Pride of place should go to Professor Paul Trebilco (University of Otago, New Zealand) who gave a fascinating keynote paper ‘Engaging—or Not Engaging—the City: Reading 1‑2 Timothy and the Johannine Letters in the City of Ephesus’ in which he argued that reading the Timothy and Johannine correspondences in the setting of Ephesus around the same time (late first century) showed two different Christian approaches to city life. 1 and 2 Timothy present a strategy of engagement, in which believers pray for the authorities, are concerned about the opinion outsiders hold of them, do good works for ‘all’, and adopt the language of the city in reflecting on Jesus (epiphany language, saviour, Lord) and in the virtue of εὐσέβεια. There is critique of the city in these letters too, in the assertion of the unique glory of God and the one mediator Jesus Christ, in criticism of the rich, and the contrast of ‘the present age’ and ‘the age to come’. By contrast, the Johannine letters, although they show signs of some involvement in wider city culture, are dualistic in setting ‘the world’ sharply over against the believing community—the world hates believers, and is a threat to believers in maintaining their single-minded devotion to Christ. It is not that they are in a Qumran-like withdrawal from the world—there are features in the letter which make clear that they live among non-believers—but rather that they are to see themselves as ‘out of God’ (ἐκ τοῦ θεοῦ) (1 John 4:4-6; 5:19) but ‘in this world’ (1 John 4:17).

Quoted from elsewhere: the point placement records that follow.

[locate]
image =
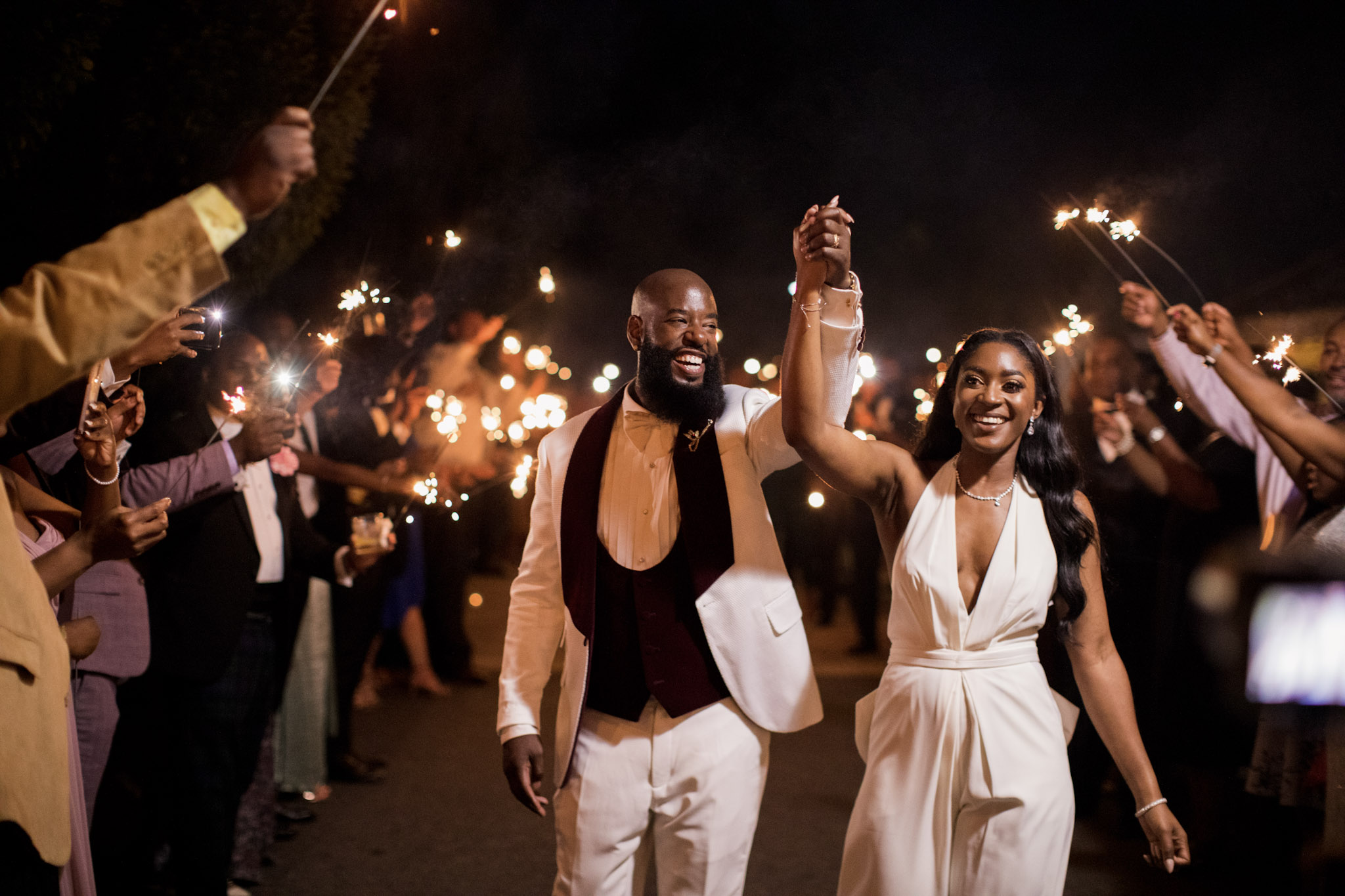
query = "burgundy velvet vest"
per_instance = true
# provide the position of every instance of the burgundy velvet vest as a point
(643, 630)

Professor Trebilco suggested that the two believing groups both lived in Ephesus (a massive city of 200,000+) around the same period and probably knew each other, but took rather different Christian approaches to engagement with the city.
Three papers explored particular aspects of the Roman imperial setting of cities. Professor David Gill (University Campus, Suffolk), a classical archaeologist with strong interests in the New Testament, gave a splendid introduction to early Christianity in the contexts of Roman colonies in the eastern empire with excellent slides (mostly his own photographs).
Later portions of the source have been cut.